Logistic regression cutoff at 0.3

#1
Hi,

I have built a logistic regression model with misclassification rate around 18%. When I look at the ROC curve(area under the curve is 0.76) and find out the accuracy at various cutoff points, the best accuracy is at 0.3 probability cutoff. Is 0.3 acceptable?Shouldn't the cutoff chosen be greater than 0.5?

Thanks
 

Dason

Ambassador to the humans
#2
Well if you're going to say that the cutoff should be greater than .5 always then realize that if you recoded so that your outcome was 0 for success and 1 for failure that the same cutoff would now be less than .5 so just saying "it should be > .5" doesn't make any sense. If you're asking if it makes sense for it to be that far away from .5 then why not?
 

hlsmith

Less is more. Stay pure. Stay poor.
#3
If you slap confidence bands on it or test that it is not equal to 0.5 and see that it is different - then traditionally people flip the outcome groups so it is a convex instead of concave curve.

But as Dason wrote it can go either way.
 
#4
Maybe this link can be of help.

I think of a 'safe' traffic junction were the death risk is almost zero, and compare that with a very dangerous place were the death rate is say 3% = 0.03. Although that is much lower that 0.50, you don't want to play Russian roulette by driving there, where the death risk is one in 33 (=0.03) so a reasonable cut off value would be much lower than 0.03 (which is also much lower than 0.50).

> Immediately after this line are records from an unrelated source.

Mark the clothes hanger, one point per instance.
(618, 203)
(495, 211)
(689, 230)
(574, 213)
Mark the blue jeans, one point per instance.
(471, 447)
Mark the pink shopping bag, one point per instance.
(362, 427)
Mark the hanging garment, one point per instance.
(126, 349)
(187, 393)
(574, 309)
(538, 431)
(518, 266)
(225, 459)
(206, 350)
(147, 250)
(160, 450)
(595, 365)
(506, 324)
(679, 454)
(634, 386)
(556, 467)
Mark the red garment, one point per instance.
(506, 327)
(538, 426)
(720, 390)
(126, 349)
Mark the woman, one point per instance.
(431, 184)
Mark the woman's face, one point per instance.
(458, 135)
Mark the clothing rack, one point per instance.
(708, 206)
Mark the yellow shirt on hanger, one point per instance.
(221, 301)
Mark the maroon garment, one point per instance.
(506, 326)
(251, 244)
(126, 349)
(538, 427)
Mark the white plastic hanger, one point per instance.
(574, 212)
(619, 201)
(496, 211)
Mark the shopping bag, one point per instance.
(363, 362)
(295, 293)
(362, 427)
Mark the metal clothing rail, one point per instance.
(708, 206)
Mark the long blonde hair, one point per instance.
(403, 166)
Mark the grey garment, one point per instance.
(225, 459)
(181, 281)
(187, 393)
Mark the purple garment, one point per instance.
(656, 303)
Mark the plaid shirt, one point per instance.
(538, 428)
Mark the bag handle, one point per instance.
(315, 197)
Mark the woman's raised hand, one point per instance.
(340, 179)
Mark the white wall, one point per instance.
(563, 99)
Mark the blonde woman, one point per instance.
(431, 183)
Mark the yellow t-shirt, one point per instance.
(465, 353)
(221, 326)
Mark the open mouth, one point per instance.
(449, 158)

I used to think about the "cut-off-issue" as choosing a value on a continuous scale to classify something, like choosing a centimeter value to classify someone as "tall" or "short". For example in allergy medicine there is a need in clinical practice to classify persons as "allergic" or "not-allergic". That classification is taken from a continuous measure that can be from zero to very high values. But that is another kind of cut off issue.